Исполнение всех задач, к которым способна была натура Глинки, мы находим в опере «Руслан и Людмила». Здесь мы встречаем, следовательно, проявление и всех новых форм, к которым была способна натура Глинки. Но так как в романсах уже совершались приготовления к этому делу, начиная от плагальных каденц, как от первого исходного пункта, то в романсах же, и преимущественно 1840 года (как последней ступени перед созданием оперы), необходимо должны были совершиться первые опыты овладения и прочими формами и элементами, долженствовавшими войти в состав новой оперы.

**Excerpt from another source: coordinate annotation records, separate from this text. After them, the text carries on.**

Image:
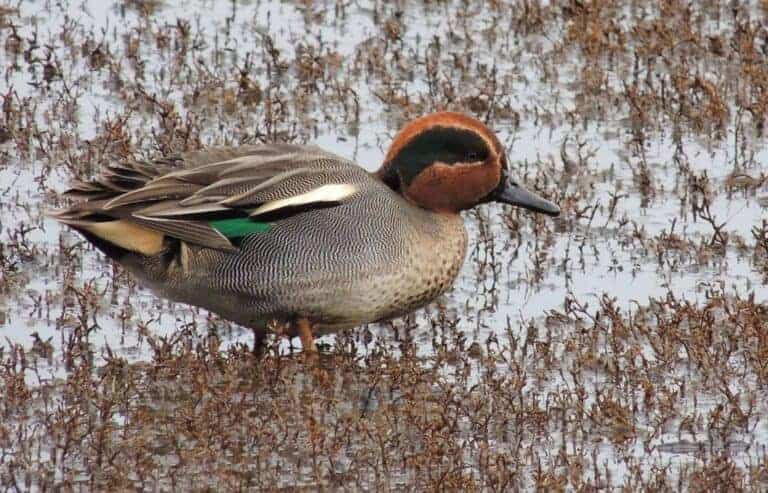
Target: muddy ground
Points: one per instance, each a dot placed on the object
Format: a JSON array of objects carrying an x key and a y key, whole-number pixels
[{"x": 622, "y": 346}]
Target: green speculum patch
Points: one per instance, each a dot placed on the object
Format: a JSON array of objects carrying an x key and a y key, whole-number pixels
[{"x": 239, "y": 227}]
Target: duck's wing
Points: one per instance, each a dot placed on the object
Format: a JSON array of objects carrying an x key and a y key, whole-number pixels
[{"x": 210, "y": 198}]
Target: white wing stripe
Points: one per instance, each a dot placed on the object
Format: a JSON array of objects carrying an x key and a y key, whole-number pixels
[{"x": 337, "y": 192}]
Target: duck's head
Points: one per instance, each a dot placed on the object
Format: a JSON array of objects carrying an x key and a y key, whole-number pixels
[{"x": 449, "y": 162}]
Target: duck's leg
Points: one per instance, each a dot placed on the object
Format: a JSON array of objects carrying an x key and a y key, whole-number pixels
[{"x": 304, "y": 328}]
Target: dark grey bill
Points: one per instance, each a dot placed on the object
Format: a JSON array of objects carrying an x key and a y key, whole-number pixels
[{"x": 511, "y": 193}]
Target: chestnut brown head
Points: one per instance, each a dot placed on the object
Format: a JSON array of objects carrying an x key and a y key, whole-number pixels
[{"x": 449, "y": 162}]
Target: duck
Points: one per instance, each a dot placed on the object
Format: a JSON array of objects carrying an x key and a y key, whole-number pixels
[{"x": 295, "y": 240}]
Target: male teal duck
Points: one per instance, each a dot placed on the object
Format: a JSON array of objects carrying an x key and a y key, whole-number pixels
[{"x": 296, "y": 240}]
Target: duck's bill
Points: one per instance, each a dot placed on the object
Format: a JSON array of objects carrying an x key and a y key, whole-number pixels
[{"x": 512, "y": 193}]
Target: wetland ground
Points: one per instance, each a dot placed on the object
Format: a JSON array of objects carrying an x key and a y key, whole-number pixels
[{"x": 622, "y": 346}]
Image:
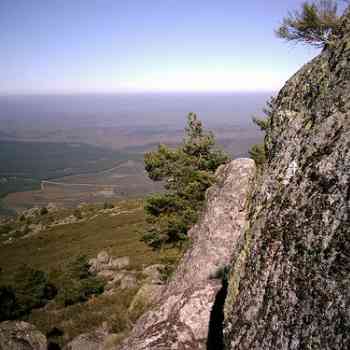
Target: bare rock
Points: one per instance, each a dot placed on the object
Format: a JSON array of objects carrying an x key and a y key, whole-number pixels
[
  {"x": 103, "y": 258},
  {"x": 128, "y": 282},
  {"x": 119, "y": 263},
  {"x": 289, "y": 287},
  {"x": 146, "y": 296},
  {"x": 89, "y": 341},
  {"x": 19, "y": 335},
  {"x": 180, "y": 319},
  {"x": 152, "y": 273}
]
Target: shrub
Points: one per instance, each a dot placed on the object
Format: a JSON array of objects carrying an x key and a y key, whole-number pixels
[
  {"x": 187, "y": 171},
  {"x": 32, "y": 289},
  {"x": 258, "y": 154},
  {"x": 8, "y": 304},
  {"x": 76, "y": 283},
  {"x": 313, "y": 24}
]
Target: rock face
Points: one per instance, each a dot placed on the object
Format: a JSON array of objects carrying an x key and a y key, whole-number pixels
[
  {"x": 289, "y": 285},
  {"x": 181, "y": 318},
  {"x": 18, "y": 335}
]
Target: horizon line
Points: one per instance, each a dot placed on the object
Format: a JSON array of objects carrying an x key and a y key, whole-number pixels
[{"x": 130, "y": 92}]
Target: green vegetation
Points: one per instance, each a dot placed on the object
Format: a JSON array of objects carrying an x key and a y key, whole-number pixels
[
  {"x": 58, "y": 263},
  {"x": 25, "y": 164},
  {"x": 187, "y": 171},
  {"x": 10, "y": 184},
  {"x": 313, "y": 24}
]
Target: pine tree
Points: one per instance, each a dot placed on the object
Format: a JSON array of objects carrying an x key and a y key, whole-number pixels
[{"x": 187, "y": 172}]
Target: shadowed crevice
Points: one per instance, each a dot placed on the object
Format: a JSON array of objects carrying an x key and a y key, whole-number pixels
[{"x": 215, "y": 334}]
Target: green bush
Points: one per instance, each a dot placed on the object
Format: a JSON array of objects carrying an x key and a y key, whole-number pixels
[
  {"x": 313, "y": 24},
  {"x": 32, "y": 289},
  {"x": 187, "y": 172},
  {"x": 76, "y": 284},
  {"x": 8, "y": 304}
]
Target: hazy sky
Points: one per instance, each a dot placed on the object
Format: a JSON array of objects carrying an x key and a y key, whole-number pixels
[{"x": 141, "y": 45}]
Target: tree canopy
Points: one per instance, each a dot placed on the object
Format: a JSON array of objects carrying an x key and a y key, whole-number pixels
[
  {"x": 313, "y": 24},
  {"x": 187, "y": 172}
]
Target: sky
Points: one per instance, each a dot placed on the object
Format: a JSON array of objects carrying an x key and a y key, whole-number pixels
[{"x": 101, "y": 46}]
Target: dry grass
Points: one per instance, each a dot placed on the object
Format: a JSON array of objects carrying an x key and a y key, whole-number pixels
[{"x": 119, "y": 235}]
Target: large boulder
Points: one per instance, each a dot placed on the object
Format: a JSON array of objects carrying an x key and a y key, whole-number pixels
[
  {"x": 180, "y": 319},
  {"x": 290, "y": 281},
  {"x": 19, "y": 335}
]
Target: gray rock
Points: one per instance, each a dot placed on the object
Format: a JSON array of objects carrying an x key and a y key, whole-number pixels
[
  {"x": 103, "y": 258},
  {"x": 88, "y": 341},
  {"x": 128, "y": 282},
  {"x": 180, "y": 319},
  {"x": 290, "y": 282},
  {"x": 19, "y": 335},
  {"x": 120, "y": 263},
  {"x": 152, "y": 273}
]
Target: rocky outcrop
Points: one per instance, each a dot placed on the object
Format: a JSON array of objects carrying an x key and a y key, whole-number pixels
[
  {"x": 18, "y": 335},
  {"x": 182, "y": 315},
  {"x": 290, "y": 280}
]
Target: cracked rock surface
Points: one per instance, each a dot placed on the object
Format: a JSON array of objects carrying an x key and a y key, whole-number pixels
[
  {"x": 180, "y": 319},
  {"x": 289, "y": 286}
]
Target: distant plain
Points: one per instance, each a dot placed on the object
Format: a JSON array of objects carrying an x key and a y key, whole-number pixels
[{"x": 89, "y": 148}]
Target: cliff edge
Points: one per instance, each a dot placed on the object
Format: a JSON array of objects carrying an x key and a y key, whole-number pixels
[
  {"x": 290, "y": 280},
  {"x": 181, "y": 318}
]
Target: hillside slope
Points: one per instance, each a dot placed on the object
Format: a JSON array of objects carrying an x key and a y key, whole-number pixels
[{"x": 294, "y": 292}]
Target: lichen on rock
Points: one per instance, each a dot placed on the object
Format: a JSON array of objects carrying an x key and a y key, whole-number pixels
[
  {"x": 181, "y": 317},
  {"x": 294, "y": 290}
]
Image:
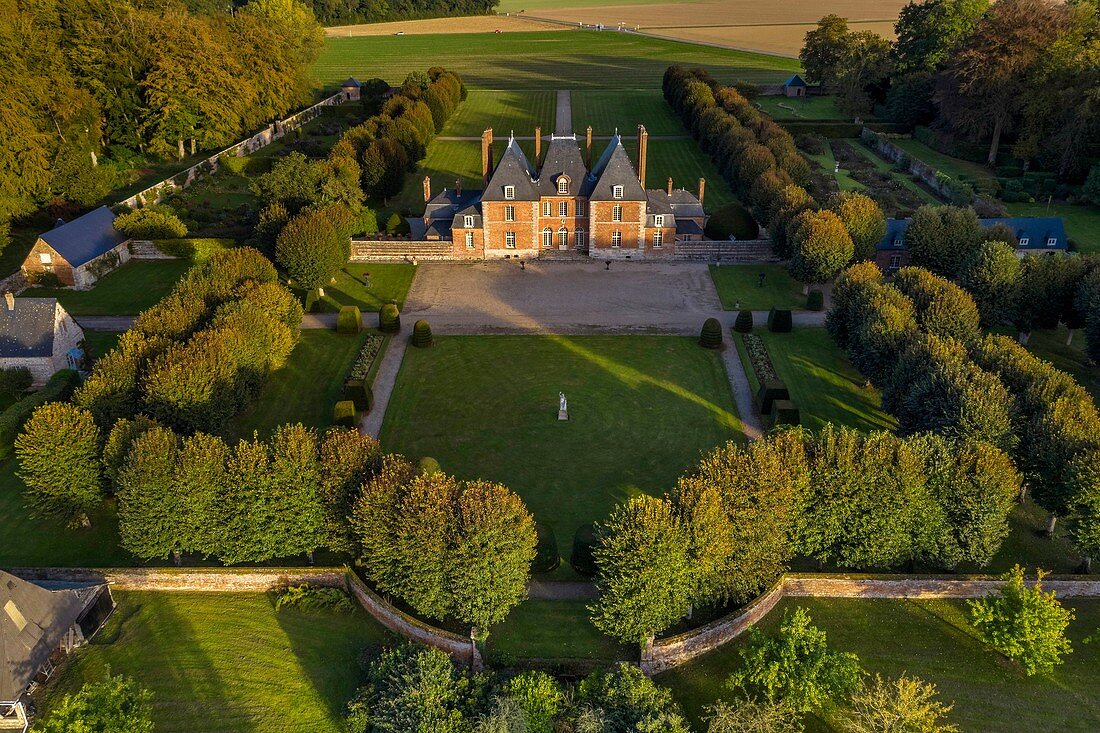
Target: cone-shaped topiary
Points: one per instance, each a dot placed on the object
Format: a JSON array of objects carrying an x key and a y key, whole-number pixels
[
  {"x": 421, "y": 334},
  {"x": 711, "y": 336},
  {"x": 389, "y": 318},
  {"x": 744, "y": 323}
]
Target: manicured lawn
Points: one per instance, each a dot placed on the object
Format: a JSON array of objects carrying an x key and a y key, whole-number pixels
[
  {"x": 553, "y": 630},
  {"x": 504, "y": 111},
  {"x": 370, "y": 286},
  {"x": 306, "y": 389},
  {"x": 737, "y": 284},
  {"x": 567, "y": 59},
  {"x": 128, "y": 291},
  {"x": 934, "y": 641},
  {"x": 607, "y": 111},
  {"x": 222, "y": 663},
  {"x": 641, "y": 409},
  {"x": 822, "y": 382}
]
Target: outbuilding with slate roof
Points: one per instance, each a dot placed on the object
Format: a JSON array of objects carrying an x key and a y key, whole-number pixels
[
  {"x": 40, "y": 335},
  {"x": 79, "y": 252}
]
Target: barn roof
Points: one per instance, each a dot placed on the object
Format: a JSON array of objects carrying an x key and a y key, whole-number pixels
[{"x": 85, "y": 238}]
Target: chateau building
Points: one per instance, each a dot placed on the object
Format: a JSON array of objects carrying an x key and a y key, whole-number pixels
[{"x": 562, "y": 203}]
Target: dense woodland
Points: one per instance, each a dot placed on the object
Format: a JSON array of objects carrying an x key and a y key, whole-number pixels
[
  {"x": 96, "y": 88},
  {"x": 1014, "y": 76}
]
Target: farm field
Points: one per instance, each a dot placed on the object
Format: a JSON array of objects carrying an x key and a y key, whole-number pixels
[
  {"x": 565, "y": 59},
  {"x": 504, "y": 111},
  {"x": 229, "y": 663},
  {"x": 934, "y": 641},
  {"x": 641, "y": 411}
]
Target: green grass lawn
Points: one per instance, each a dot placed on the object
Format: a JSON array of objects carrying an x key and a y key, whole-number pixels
[
  {"x": 641, "y": 411},
  {"x": 934, "y": 641},
  {"x": 370, "y": 286},
  {"x": 737, "y": 284},
  {"x": 305, "y": 390},
  {"x": 823, "y": 384},
  {"x": 801, "y": 108},
  {"x": 504, "y": 111},
  {"x": 607, "y": 111},
  {"x": 222, "y": 663},
  {"x": 567, "y": 59},
  {"x": 553, "y": 630}
]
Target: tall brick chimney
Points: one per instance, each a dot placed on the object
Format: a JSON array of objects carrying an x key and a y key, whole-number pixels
[{"x": 487, "y": 154}]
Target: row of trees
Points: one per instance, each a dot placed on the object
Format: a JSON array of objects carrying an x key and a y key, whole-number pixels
[
  {"x": 862, "y": 501},
  {"x": 980, "y": 72},
  {"x": 919, "y": 340},
  {"x": 760, "y": 161},
  {"x": 90, "y": 86}
]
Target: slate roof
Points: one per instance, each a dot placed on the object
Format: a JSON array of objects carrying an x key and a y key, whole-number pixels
[
  {"x": 615, "y": 168},
  {"x": 28, "y": 330},
  {"x": 1032, "y": 232},
  {"x": 33, "y": 622},
  {"x": 513, "y": 170},
  {"x": 86, "y": 238},
  {"x": 562, "y": 157}
]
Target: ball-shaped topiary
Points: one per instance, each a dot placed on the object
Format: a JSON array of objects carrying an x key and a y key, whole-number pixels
[
  {"x": 421, "y": 334},
  {"x": 711, "y": 336},
  {"x": 389, "y": 318},
  {"x": 744, "y": 323}
]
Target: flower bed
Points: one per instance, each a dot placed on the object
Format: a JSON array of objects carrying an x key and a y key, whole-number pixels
[
  {"x": 759, "y": 358},
  {"x": 366, "y": 356}
]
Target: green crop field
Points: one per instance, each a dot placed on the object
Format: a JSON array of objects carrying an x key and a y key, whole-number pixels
[
  {"x": 504, "y": 111},
  {"x": 545, "y": 61}
]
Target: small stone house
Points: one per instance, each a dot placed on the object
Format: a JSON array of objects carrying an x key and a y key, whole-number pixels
[
  {"x": 78, "y": 252},
  {"x": 37, "y": 627},
  {"x": 40, "y": 335}
]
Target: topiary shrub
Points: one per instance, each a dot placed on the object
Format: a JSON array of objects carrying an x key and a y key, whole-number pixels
[
  {"x": 389, "y": 318},
  {"x": 547, "y": 557},
  {"x": 744, "y": 323},
  {"x": 429, "y": 466},
  {"x": 421, "y": 334},
  {"x": 584, "y": 544},
  {"x": 360, "y": 393},
  {"x": 779, "y": 321},
  {"x": 343, "y": 414},
  {"x": 350, "y": 320},
  {"x": 783, "y": 412},
  {"x": 711, "y": 336},
  {"x": 769, "y": 393}
]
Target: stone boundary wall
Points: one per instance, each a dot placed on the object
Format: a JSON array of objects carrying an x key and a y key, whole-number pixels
[
  {"x": 155, "y": 193},
  {"x": 669, "y": 653}
]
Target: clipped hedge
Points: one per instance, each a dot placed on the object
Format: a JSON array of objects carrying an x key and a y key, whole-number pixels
[
  {"x": 389, "y": 318},
  {"x": 710, "y": 337},
  {"x": 421, "y": 334},
  {"x": 770, "y": 393},
  {"x": 779, "y": 321},
  {"x": 343, "y": 414},
  {"x": 744, "y": 323},
  {"x": 349, "y": 320}
]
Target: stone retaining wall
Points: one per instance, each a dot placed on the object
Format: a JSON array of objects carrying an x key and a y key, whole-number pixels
[{"x": 669, "y": 653}]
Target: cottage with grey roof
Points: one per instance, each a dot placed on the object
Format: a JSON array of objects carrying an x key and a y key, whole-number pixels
[{"x": 79, "y": 252}]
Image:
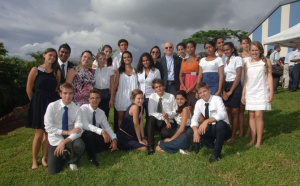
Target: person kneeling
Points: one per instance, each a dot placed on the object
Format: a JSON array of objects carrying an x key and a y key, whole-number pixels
[
  {"x": 63, "y": 123},
  {"x": 98, "y": 135},
  {"x": 215, "y": 128}
]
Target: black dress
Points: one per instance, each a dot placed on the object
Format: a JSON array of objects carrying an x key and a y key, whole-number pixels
[
  {"x": 44, "y": 93},
  {"x": 127, "y": 139}
]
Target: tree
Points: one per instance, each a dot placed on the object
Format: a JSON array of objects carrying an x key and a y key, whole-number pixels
[
  {"x": 201, "y": 36},
  {"x": 3, "y": 51}
]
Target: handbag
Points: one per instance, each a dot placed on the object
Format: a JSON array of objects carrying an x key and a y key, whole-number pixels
[{"x": 277, "y": 70}]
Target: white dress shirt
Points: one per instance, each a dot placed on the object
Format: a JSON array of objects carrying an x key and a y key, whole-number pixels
[
  {"x": 53, "y": 121},
  {"x": 66, "y": 66},
  {"x": 230, "y": 68},
  {"x": 145, "y": 84},
  {"x": 216, "y": 107},
  {"x": 117, "y": 61},
  {"x": 168, "y": 103},
  {"x": 102, "y": 77},
  {"x": 101, "y": 121}
]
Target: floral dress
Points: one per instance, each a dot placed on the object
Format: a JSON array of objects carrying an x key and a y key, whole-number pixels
[{"x": 83, "y": 83}]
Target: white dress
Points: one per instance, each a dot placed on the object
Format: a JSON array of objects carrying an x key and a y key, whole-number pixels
[
  {"x": 257, "y": 88},
  {"x": 126, "y": 85}
]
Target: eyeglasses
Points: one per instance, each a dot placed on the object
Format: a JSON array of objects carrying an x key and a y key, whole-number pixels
[{"x": 154, "y": 52}]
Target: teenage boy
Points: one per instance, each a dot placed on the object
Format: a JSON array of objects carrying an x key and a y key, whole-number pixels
[
  {"x": 123, "y": 46},
  {"x": 64, "y": 52},
  {"x": 63, "y": 123},
  {"x": 98, "y": 135},
  {"x": 214, "y": 129},
  {"x": 161, "y": 106}
]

Кем бы ни были выбраны сюжеты 12 романсов «Прощания с Петербургом», самим ли Глинкой, или автором слов, или обоими вместе, – все равно, этот выбор был чрезвычайно счастлив, потому что здесь встречаются темы самые разнородные, самые противоположные, на которых Глинка мог очень удобно пробовать новосозидаемые формы оперы. Одною из главнейших задач будущей оперы было слияние разнообразнейших элементов, различных народностей, различных типов и характеров: романсы из «Прощания с Петербургом» именно представляли сюжеты, имевшие основанием типы, характеры, физиономии самые разнообразные, самые противоположные. Мы встречаем здесь сюжеты итальянские, испанские, мавританские, еврейские, рыцарские, современные нам; нежные, грациозные, страстные, задумчивые, комические; чувство любви, чувство ревности, чувство материнское, чувство рыцарской доблести, чувство наслаждения природой и т. д. Уже и прежде Глинка брал разнообразные задачи, но они встречались ему порознь на расстоянии известного времени одна от другой; теперь же, как и в опере, к которой он приготавливался тогда, они представлялись Глинке все зараз, и потому здесь с особенною определительностью чувствовалась ему потребность выполнить каждую задачу совершенно иначе, чем все остальные, дать ей совершенно особенную физиономию. Этим самым условливалась необходимость форм самых многообразных; но вместе с тем зрелостью возмужавшего таланта его условливалось могущественнейшее проявление фантазии во всем ее блеске, с таким совершенством художественных форм, что лучшие романсы и песни предыдущих периодов остались значительно позади романсов 1840 года. Из числа этих последних каждый не только есть превосходнейшее воспроизведение в музыкальных формах данного сюжета, типа, характера и колорита, но вместе с тем (как обыкновенно бывает с произведениями высокоталантливыми) является точно будто исключительно только на то, чтобы разрешить самым оригинальным образом одну из задач искусства.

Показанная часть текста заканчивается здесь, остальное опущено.